# Hedgie Name Ideas!



## Hawkstorm1622 (Jan 11, 2016)

So, I'll be getting my first hedgie some point later this year (I've been doing tons of research in preparation for this. Now to save money...), and I've compiled a list of names that will be narrowed down when it's time for my hedgehog search to begin!

Anyway, earlier today, I was chatting with a bit of my extended family (couple uncles, my dad, brother, etc.), and they helped me a bunch. One of my uncles kept suggested Sonic-related names, which were all turned down. He also suggested a bunch of funny names, which ended up on my list.

Without further ado, here's the list, with all names free to use, if you desire. 

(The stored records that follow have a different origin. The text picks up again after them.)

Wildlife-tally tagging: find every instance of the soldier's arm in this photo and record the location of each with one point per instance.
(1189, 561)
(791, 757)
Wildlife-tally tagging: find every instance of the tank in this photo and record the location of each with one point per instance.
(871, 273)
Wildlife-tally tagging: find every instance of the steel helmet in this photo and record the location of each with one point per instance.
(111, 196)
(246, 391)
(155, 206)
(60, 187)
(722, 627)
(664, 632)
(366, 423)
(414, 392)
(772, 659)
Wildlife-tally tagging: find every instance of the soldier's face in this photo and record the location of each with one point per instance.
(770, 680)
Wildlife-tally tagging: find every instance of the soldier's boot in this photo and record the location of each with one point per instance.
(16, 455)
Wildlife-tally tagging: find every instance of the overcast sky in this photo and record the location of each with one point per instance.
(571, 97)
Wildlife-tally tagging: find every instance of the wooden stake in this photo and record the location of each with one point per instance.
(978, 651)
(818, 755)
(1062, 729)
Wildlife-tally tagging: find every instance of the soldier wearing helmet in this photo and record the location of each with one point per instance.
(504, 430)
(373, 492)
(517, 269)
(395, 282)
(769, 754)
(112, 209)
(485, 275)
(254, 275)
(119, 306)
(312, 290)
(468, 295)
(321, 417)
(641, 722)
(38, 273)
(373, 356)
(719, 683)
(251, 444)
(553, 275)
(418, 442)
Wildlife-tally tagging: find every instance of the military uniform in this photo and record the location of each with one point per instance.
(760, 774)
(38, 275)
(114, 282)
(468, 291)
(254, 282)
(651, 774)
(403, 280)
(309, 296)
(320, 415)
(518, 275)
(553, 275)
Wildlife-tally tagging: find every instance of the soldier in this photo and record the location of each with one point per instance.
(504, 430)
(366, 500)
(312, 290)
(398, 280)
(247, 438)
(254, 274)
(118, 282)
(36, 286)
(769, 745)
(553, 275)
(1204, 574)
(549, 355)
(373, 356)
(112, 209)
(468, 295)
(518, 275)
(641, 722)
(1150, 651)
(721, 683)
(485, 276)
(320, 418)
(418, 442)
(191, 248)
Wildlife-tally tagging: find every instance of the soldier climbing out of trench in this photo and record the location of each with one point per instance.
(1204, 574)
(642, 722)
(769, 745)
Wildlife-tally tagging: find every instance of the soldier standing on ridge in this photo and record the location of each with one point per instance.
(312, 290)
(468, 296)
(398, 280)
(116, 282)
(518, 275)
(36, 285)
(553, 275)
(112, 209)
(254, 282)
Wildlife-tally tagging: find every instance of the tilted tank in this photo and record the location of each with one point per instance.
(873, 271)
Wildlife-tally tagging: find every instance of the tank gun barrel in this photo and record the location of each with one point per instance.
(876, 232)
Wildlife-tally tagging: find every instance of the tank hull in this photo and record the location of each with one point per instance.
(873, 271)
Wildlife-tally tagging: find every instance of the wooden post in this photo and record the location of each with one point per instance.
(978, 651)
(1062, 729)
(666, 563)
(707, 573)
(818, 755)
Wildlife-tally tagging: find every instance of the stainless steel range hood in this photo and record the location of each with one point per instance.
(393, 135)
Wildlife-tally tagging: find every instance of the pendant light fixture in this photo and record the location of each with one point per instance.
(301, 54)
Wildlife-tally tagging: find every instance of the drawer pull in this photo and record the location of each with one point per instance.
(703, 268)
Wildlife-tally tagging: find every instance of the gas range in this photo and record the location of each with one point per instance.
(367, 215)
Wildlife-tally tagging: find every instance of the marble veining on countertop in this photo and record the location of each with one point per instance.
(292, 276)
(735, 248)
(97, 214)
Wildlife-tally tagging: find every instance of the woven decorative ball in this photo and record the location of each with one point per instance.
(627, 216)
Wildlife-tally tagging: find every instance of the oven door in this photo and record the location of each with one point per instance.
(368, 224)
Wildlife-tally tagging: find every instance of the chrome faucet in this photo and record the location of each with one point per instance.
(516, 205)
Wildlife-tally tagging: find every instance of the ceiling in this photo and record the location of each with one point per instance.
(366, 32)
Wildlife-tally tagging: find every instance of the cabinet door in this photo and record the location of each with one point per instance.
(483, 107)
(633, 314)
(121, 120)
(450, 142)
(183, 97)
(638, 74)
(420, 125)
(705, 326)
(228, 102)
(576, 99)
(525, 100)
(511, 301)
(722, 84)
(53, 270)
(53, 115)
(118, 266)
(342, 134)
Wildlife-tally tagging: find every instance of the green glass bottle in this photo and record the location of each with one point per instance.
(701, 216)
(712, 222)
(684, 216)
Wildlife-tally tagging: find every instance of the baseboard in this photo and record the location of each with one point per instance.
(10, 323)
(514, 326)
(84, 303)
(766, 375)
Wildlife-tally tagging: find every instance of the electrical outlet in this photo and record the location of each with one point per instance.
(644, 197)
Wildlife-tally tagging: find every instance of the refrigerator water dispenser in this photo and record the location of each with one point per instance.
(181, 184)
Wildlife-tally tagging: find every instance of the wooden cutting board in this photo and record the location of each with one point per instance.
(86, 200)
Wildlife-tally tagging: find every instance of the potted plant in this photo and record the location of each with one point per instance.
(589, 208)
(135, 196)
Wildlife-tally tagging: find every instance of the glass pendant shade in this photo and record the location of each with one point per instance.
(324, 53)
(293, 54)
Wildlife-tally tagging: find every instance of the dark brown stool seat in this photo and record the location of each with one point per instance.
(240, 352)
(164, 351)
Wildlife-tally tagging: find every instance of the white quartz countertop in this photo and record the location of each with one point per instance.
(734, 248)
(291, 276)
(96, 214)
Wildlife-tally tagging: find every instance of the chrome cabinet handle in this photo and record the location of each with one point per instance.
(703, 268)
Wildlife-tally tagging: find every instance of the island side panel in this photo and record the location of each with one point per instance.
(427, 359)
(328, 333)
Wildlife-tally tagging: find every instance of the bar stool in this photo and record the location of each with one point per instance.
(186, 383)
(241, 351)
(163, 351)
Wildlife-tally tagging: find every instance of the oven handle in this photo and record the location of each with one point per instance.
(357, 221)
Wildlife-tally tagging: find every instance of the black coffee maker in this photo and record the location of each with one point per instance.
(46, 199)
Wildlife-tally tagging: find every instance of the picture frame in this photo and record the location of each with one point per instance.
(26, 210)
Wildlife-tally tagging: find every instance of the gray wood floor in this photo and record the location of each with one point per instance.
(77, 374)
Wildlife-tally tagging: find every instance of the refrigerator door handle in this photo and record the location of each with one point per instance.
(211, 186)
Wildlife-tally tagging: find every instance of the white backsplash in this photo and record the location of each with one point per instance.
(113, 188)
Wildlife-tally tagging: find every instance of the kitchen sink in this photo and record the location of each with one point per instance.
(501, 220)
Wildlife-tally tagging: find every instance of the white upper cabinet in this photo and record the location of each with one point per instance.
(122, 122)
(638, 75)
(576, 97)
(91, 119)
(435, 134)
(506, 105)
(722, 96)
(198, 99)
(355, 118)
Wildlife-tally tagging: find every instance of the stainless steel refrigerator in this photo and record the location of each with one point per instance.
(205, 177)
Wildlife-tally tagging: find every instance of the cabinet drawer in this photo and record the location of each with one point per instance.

(Things in parenthesis are explanations)
-John (John Watson from Sherlock)
-Martin (Martin Freeman)
-BB-8 (He rolls around, hedgies roll, get it?)
-Kylo Ren
-Trigger (Like the horse from the wester TV show in the early '70s or '80s. My grandma loves Trigger but hates hedgehogs, so I threw this on to make her feel better. XD)
-Darth Vader
-Bilbo (Martin Freeman character XD)
-Frodo
-Enjolras (Les Mis character whom I love)
-Steven (Had Steve Rogers in mind. Plus, it's kinda derpy, in my opinion)
-Bucky (Bucky Barnes)
-Fluffy (Oh, the irony)
-Wickett (Small and cute, just like hedgies!)
-Harry (More irony. Also, Harry Potter)
-Patrick (Had Patrick Stump in mind here XD)
-Han Solo (My immediate family has a dog named Chewbacca. What better companion to my smol dog)
-Newt (Maze Runner. Also had the idea for Noot (Think NOOT NOOT))
-Percy (Percy Jackson got turned into a guinea pig once... Close enough, right?)
-Leo (My favorite Heroes of Olympus character)
-Cookie (Cuz why not)
-Anakin (May the Force be with you! lol)
-The Doctor (DOO WEEE OOOOOO)
-Pepperoni (Pepperoni pizza sounds good right now...)
-Tigger (Winnie-the-Pooh... duh XD)
-Steamroller (Because hedgies roll around)
-Jacob (My mom suggested Jacob Jingleheimer Schmidt. Thought Jacob would suffice)
-Squish
-Jinxx (Jinx is a cool name, but two x's make it 12% cooler (Teehee, Avengers))
-Andy (Like the Andy Griffith Show. Also family inside joke.)
-Porcupine (Courtesy of my uncle)
-McMuffin (Also courtesy of my uncle... I think he was hungry)
-Cecil (ALL HAIL THE MIGHTY GLOWCLOUD)
-Carlos (It's kinda derpy. Also, Night Vale)
-Erizo (Hedgehog in Spanish)
-Riccio (Hedgehog in Italian)
-Jez (Hedgehog in Slovak)
-Oya (Hedgehog in Yoruban... What is this language?)
-Cheese n' Hog McMuffin (Courtesy of my brother. I think he was hungry, too.)
-Cyndaquil (Pokemon for the win!)
-Hufflepuff (My Hogwarts house. Also, why not?)

So there's the list (so far)! I may add to it as time goes on... Most likely.

If you have any ideas, feel free to comment them below, and I may add them to my list. Pun names are the best names. CX


----------



## autumn96 (Jan 12, 2016)

I'm getting a female hedgehog in a few days and I also made a list so here's some more names for a girl hedgehog that I liked: Harley (this is the name I picked out for mine), Mia, Sophie, Princess, Bubbles, Chloe, Dottie, Lilly, Rosie and Avery


----------



## nicole92 (Dec 21, 2015)

My hedgehogs name is Quilliam. And if I ever get a girl o plan to name her Quilma.


----------



## SimplyMusicality (Jan 5, 2016)

My baby's name is BB-8! Haha  Awesome list!


----------



## lindypie (Jun 25, 2015)

Harinezumi is hedgehog in Japanese (literally needlemouse) and in Chinese it's Tsue Weigh (I'm not sure what weigh means but tsue is spikes). I'm an ESL teacher so I'm used to naming kids but I've noticed that the names the kids pick for themselves (I give them a list and then they can pick what they like the best) tend to reflect personalities of said kids. The ones that I think are the best (meaning they don't fight with classmates/try their best/do their work/give hugs and are generally super sweet) are Frank, Bob, Iris, Boris, Toby, Alex, Bella, Angel, Bonnie, and Amy (I know that's a Sonic name but Amys tend to be good kids). 
I've noticed naughty kids tend to pick certain names so you might want to stay away from Andy (I saw that was on your list...and those kids tend to think they're the teacher), Victor, Anna, Bruce, Jerry, and Kevin tend to like to not listen/disrupt other kids. 
As far as the ones on your list I think Wickett is my first pick and Hufflepuff is my second. I want to see pictures of your new family member as soon as she/he comes home!


----------



## jillgonz (Jan 19, 2016)

I like Leo, Anakin, and Hufflepuff


----------